Griffin-Spalding County has higher-than-average Title I eligibility — 93.3% of the population qualifies for free or reduced-price lunch
free or reduced-price lunch eligibility is the federal threshold for Title I funding allocations, established under the Every Student Succeeds Act (ESSA, 2015). Areas above 75% eligibility — including this one — receive concentration grants on top of the basic Title I formula.
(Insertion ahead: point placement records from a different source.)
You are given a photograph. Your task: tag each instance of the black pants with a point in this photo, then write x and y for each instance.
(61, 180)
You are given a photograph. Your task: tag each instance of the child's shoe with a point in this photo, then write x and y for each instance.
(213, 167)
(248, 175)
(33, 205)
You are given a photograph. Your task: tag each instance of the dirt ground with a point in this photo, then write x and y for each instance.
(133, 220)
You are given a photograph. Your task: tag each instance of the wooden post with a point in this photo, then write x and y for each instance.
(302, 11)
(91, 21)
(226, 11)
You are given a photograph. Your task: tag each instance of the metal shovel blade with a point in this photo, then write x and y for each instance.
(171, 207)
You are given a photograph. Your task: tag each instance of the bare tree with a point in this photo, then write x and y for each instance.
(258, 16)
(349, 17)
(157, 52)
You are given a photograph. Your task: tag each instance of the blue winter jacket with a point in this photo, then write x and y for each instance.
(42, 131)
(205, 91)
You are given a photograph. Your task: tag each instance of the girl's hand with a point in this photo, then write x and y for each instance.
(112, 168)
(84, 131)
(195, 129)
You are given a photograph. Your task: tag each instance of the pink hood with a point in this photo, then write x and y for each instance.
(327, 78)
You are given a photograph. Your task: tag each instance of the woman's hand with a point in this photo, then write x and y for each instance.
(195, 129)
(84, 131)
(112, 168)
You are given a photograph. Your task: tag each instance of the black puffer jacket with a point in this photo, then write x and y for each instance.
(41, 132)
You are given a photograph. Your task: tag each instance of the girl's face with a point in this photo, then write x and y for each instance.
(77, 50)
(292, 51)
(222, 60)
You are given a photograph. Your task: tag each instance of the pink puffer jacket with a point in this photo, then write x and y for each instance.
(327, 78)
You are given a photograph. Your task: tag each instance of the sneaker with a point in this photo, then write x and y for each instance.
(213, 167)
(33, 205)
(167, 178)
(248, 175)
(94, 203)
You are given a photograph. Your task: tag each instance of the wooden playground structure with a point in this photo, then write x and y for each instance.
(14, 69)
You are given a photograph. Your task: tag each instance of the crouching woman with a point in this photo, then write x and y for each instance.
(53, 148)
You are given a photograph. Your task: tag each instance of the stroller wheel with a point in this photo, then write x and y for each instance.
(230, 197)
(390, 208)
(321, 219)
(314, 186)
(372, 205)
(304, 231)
Regions with eligibility this high typically draw a substantially larger federal funding share relative to their local tax base, which can either offset or reinforce existing gaps depending on allocation policy.
Griffin-Spalding County student-counselor ratio is 328:1 — near the typical range (US average ~408) — within the typical range for U.S. public districts
student-counselor ratio is the simplest comparative metric but it does not capture the full picture: the ratio counts FTE counselors against total enrollment — districts that contract intervention or social-emotional staff outside the counselor classification may be under-counted Variation between sub-units within Griffin-Spalding County is typically wider than the Griffin-Spalding County-aggregate figure suggests.
Griffin-Spalding County chronic absenteeism rate is 37.3% — high (typically associated with higher-than-average disruption; recent CRDC data showed elevated rates persisting after pandemic-era schooling changes)
chronic absenteeism rate is the simplest comparative metric but it does not capture the full picture: a student is chronically absent if they miss ≥10% of enrolled days for any reason — illness, family obligations, or disengagement Higher values may reflect larger urban scale or recent resource constraints that have widened the gap.
Griffin-Spalding County has 18 schools, including 3 high, 11 other, 4 middle. Total enrollment is 9,563 students.
How much does Griffin-Spalding County spend per student?
Griffin-Spalding County spends $14,916 per student. The district has an equity score of 57/100, ranking #87 in Georgia.
What is the average teacher salary in Griffin-Spalding County?
The average teacher salary in Griffin-Spalding County is $72,182 per year, according to the NCES CCD F-33 Finance Survey.
What is the average rent near Griffin-Spalding County?
The HUD Fair Market Rent for a 2-bedroom in Spalding County County is $N/A/month (2026). This affects housing affordability for families in the district.
What is the demographic composition of Griffin-Spalding County?
Griffin-Spalding County students are 53.5% African American, 26.8% White, 12.4% Hispanic or Latino, 1.0% Asian, averaged across 18 schools. Source: NCES CCD Membership 2024-25.
What is the equity score for Griffin-Spalding County?
Griffin-Spalding County has an equity score of 57/100, ranking #87 out of 216 districts in Georgia. This score measures resource distribution fairness across schools in the district.